ECLI:NL:GHDHA:2020:772
Gerechtshof Den Haag
- Hoger beroep
- Rechtspraak.nl
Vrijspraak van bedreiging wegens ontbreken van redelijke vrees
In deze zaak heeft het Gerechtshof Den Haag op 24 maart 2020 uitspraak gedaan in hoger beroep tegen een vonnis van de politierechter in de rechtbank Den Haag. De verdachte was eerder veroordeeld tot een taakstraf van 20 uren, subsidiair 10 dagen hechtenis, voor bedreiging van een aangever op 18 december 2017 te Leiden. De verdachte zou de aangever hebben bedreigd met de woorden dat hij naar huis zou gaan om een pistool te halen. Tijdens de zittingen in hoger beroep op 21 maart 2019 en 10 maart 2020 heeft het hof de vordering van de advocaat-generaal gehoord, die vroeg om vernietiging van het eerdere vonnis en een veroordeling tot een taakstraf.
Het hof heeft vastgesteld dat de verdachte de bedreigende woorden heeft geuit, maar oordeelt dat er geen redelijke vrees bij de aangever kon ontstaan dat het misdrijf zou worden gepleegd. De uitlatingen van de verdachte werden door het hof geïnterpreteerd als een emotionele ontlading, voortkomend uit frustratie en onmacht. De verklaring van de aangever, die aangaf laconiek te hebben gereageerd op de bedreiging, droeg bij aan de beslissing van het hof.

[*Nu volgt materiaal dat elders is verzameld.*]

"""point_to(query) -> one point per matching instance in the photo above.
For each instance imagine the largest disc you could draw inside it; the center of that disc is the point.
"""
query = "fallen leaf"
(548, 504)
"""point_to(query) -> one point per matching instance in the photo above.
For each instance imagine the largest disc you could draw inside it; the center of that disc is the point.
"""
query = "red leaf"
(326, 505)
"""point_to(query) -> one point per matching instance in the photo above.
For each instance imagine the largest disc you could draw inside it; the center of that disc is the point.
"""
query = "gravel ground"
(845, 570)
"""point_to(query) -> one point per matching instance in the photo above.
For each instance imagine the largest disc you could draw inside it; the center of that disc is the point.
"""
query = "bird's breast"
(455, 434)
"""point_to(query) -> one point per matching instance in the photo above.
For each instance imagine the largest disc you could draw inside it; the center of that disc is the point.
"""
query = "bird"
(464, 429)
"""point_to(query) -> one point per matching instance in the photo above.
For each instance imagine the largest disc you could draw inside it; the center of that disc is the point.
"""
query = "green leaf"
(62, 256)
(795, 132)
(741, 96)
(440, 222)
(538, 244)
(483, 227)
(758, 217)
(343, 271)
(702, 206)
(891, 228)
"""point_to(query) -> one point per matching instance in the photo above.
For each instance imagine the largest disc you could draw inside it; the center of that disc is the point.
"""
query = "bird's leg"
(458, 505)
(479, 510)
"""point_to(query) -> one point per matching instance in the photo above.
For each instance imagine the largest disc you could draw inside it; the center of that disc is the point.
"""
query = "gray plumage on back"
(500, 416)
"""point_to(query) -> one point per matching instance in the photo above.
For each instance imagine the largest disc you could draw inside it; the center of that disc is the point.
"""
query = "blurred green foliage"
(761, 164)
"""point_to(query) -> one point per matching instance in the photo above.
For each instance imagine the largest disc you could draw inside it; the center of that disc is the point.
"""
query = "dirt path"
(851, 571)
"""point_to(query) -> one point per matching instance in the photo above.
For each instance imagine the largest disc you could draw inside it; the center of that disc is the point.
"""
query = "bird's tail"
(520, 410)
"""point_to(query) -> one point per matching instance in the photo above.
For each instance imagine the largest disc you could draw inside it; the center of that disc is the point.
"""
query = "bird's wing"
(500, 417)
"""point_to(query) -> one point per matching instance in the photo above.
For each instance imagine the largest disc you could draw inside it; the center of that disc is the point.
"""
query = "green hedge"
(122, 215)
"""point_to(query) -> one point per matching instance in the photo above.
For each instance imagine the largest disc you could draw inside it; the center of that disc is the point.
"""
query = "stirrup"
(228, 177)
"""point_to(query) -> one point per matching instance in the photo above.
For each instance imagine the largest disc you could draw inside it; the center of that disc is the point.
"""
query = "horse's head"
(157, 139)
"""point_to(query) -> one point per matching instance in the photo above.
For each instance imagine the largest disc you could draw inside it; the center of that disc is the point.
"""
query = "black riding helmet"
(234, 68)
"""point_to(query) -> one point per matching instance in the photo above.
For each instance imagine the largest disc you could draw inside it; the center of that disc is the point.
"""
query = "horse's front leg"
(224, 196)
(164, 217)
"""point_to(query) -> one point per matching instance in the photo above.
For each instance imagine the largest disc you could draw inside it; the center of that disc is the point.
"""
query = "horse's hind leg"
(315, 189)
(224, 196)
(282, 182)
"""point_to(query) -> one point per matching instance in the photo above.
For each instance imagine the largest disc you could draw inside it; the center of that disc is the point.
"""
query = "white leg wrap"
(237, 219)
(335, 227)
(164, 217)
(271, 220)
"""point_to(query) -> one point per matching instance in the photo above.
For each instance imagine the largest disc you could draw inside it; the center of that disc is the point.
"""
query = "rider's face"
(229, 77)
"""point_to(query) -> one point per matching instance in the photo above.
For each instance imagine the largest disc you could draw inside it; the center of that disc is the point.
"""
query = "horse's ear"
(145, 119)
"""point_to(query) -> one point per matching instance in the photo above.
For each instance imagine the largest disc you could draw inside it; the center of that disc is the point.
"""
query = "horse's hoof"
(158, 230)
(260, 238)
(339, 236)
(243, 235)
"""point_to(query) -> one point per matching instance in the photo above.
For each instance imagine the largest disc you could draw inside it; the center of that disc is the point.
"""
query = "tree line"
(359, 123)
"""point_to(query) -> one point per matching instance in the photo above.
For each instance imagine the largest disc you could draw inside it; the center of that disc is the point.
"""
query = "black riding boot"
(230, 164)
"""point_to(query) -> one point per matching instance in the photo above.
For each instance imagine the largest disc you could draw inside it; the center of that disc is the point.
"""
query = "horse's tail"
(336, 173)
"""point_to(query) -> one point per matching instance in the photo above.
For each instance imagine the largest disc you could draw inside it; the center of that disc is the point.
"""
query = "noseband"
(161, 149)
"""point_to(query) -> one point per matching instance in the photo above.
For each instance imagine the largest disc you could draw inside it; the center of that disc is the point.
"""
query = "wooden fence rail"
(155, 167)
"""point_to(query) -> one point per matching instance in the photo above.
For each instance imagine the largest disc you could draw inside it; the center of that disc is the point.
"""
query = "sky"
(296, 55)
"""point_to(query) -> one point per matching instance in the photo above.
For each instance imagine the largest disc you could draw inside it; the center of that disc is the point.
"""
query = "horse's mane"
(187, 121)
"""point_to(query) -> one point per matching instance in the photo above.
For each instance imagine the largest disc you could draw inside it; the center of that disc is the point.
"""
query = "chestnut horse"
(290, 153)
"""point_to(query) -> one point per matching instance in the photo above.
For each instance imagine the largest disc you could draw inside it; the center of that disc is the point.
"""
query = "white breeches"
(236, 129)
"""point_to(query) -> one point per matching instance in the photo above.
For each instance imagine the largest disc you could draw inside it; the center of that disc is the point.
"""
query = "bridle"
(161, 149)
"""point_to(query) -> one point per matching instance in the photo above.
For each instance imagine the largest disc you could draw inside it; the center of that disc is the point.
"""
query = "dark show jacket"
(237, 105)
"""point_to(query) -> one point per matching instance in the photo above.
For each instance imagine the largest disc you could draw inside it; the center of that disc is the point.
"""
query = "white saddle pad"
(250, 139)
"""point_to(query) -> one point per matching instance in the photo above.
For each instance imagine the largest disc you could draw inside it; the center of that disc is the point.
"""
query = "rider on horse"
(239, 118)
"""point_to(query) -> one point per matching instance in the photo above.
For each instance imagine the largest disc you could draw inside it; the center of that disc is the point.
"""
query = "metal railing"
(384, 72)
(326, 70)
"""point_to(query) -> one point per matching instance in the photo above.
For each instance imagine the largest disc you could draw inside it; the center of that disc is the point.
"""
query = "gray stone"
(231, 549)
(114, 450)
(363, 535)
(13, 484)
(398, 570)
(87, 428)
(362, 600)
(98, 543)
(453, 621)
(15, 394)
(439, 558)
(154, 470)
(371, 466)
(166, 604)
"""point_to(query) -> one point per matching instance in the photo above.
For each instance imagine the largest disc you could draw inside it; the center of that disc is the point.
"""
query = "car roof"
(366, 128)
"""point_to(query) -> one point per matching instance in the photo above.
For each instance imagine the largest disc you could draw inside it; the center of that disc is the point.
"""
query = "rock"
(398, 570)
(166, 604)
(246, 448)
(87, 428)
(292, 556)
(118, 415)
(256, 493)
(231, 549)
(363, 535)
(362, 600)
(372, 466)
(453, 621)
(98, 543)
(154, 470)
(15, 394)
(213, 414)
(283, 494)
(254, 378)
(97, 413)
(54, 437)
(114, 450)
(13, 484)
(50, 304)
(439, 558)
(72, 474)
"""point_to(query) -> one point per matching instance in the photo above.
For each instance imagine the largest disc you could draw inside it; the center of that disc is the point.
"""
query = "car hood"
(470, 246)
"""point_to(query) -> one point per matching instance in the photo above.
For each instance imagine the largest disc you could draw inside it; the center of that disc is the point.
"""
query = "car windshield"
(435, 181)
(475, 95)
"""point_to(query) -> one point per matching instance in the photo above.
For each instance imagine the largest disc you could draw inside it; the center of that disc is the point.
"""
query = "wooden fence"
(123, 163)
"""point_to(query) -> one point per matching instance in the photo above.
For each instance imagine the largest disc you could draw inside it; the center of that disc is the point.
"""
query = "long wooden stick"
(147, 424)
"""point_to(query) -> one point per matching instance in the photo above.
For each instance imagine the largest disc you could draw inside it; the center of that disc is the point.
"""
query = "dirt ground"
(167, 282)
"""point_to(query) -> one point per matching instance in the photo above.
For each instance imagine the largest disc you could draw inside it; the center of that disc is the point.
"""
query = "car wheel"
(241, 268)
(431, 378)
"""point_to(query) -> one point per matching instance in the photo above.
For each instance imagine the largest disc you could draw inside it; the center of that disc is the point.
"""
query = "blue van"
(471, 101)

Het hof heeft daarom het vonnis van de politierechter vernietigd en de verdachte vrijgesproken van de ten laste gelegde bedreiging. Tevens zijn de vorderingen tot tenuitvoerlegging van eerdere voorwaardelijke straffen afgewezen, omdat de verdachte niet schuldig was bevonden aan de nieuwe aanklacht. De uitspraak is gedaan door een meervoudige kamer voor strafzaken, waarbij de griffier aanwezig was.